Les quatre jours qui suivent voient alterner actions de courage des sauveteurs et atermoiements des dirigeants et ingénieurs de l’État. Ceux-ci décident d’arrêter les recherches et de boucher les puits en affirmant qu’il ne pouvait plus y avoir de survivants. De premières obsèques se déroulent le 13 mars à Billy-Montigny sous une tempête de neige. Une cérémonie bâclée où l’ingénieur-en-chef et le directeur de la compagnie, hués par les familles, durent quitter le cimetière.

272 corps ne purent être identifiés et furent ensevelis dans une fosse commune, appelée aujourd’hui encore le « silo », à Méricourt. 20 jours plus tard, 13 rescapés seront retrouvés et 1 dernier encore le 4 avril, soit 24 jours après la catastrophe. Du risque prévisible d’accident à l’abandon prématuré des recherches, la direction, ses cadres et ceux du gouvernement se seront donc montrés indifférents à la vie humaine. L’important était la production et les hommes comptaient pour peu.

Grève massive et droits conquis

Le délégué-mineur Ricq avait raison de vouloir empêcher la descente ; il avait ensuite eu raison, avec le syndicat et les mineurs, de vouloir poursuivre les recherches. Le crime patronal et d’État entraînera dès le 14 mars une grève qui s’étendra à tout le Bassin minier et à 60.000 travailleurs.

Elle durera jusqu’au 6 mai et verra Georges Clemenceau envoyer 20.000 militaires pour mater le mouvement, emprisonnant d’abord les militants de la mouvance révolutionnaire. Le travail reprit après avoir obtenu des concessions salariales des compagnies minières et aussi face aux menaces de gouvernements bourgeois qui n’hésitaient pas à faire tirer sur les foules.

Malgré tout, le 13 juillet 1906, une loi fut votée accordant à tous les salariés de l’industrie et du commerce un repos de 24 heures après six jours de travail ; le 25 octobre était créé un ministère du Travail ; le 17 mars 1907, la parité aux conseils de prud’hommes était instituée. Les députés socialistes demanderont en vain la nationalisation de la Compagnie des Mines de Courrières.

Et la justice dans tout cela ? Le tribunal d’Arras rendra une ordonnance de non-lieu, confirmée le 24 juillet par la Cour d’appel de Douai, blanchissant ainsi les patrons accusés, notamment par Ricq, le délégué ; l’ouvrier mineur Vincent, et les ingénieurs Thiéry et Petitjean.

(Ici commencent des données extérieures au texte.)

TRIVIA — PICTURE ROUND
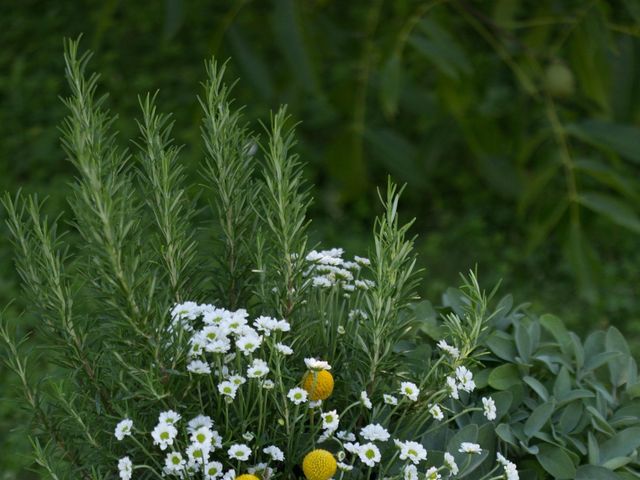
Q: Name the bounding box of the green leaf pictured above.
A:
[587,432,600,465]
[564,221,599,303]
[489,364,521,390]
[409,19,471,80]
[514,322,532,364]
[600,427,640,464]
[524,402,556,437]
[558,388,596,405]
[583,352,622,372]
[522,376,549,402]
[487,330,516,362]
[540,313,571,354]
[553,367,571,400]
[578,192,640,233]
[576,465,620,480]
[447,423,478,452]
[604,327,631,387]
[410,300,443,341]
[566,120,640,163]
[379,52,402,117]
[602,457,633,470]
[491,391,513,420]
[536,443,576,480]
[573,159,640,199]
[558,403,584,435]
[496,423,518,447]
[587,405,616,435]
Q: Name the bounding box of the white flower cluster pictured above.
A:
[169,302,293,401]
[305,248,375,294]
[497,453,520,480]
[446,366,476,400]
[115,410,284,480]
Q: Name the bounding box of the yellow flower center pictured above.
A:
[302,449,338,480]
[302,370,333,402]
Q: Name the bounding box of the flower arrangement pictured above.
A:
[0,42,518,480]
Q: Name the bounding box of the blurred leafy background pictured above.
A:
[0,0,640,479]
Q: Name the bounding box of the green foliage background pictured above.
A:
[0,0,640,478]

2025 : plus de 3 morts par jour ouvré en France

109 ans plus tard, si des acquis ont été gagnés par les luttes pour tenter d’empêcher de tels drames, qu’en est-il des accidents du travail ? Si on n’en compte plus d’aussi brutaux par leurs chiffres, on n’en est pas si loin chaque année. 674 morts directs au travail en 2021 en France, soit plus de 3 morts au travail par jour ouvré d’après les chiffres d’EUROGIP [5]. C’est deux fois plus que la moyenne européenne, en queue des autres pays d’Europe avec Malte, la Lituanie et la Lettonie. Et on ne compte pas les morts par maladies causées par les conditions de travail, comme le ravage des pesticides chez les paysans ou les dégâts de l’amiante. En France, c’est toujours le profit qui prime sur les êtres humains !

Notes :

[1Fosses : sites d’extraction pouvant descendre jusqu’à 1.200 m dans le Nord-Pas-de-Calais. Dans le Pas-de-Calais, elles sont désignées par des numéros, dans le Nord par des noms de personnalités.

[2Moulinage : permet de prendre place dans la cage (ascenseur pour descendre et remonter du fond) qui comporte plusieurs niveaux.

[3Homme d’about : ouvrier chargé de tout l’entretien, mécanicien, charpentier…

[4Porion : « poireau » en Picard, agent de maîtrise ; péjoratif car il regarde les autres travailler, debout comme un poireau.

[5EUROGIP est un groupement d’intérêt public entre la Caisse nationale d’assurance maladie (Cnam) et l’Institut national de recherche et de sécurité (Inrs).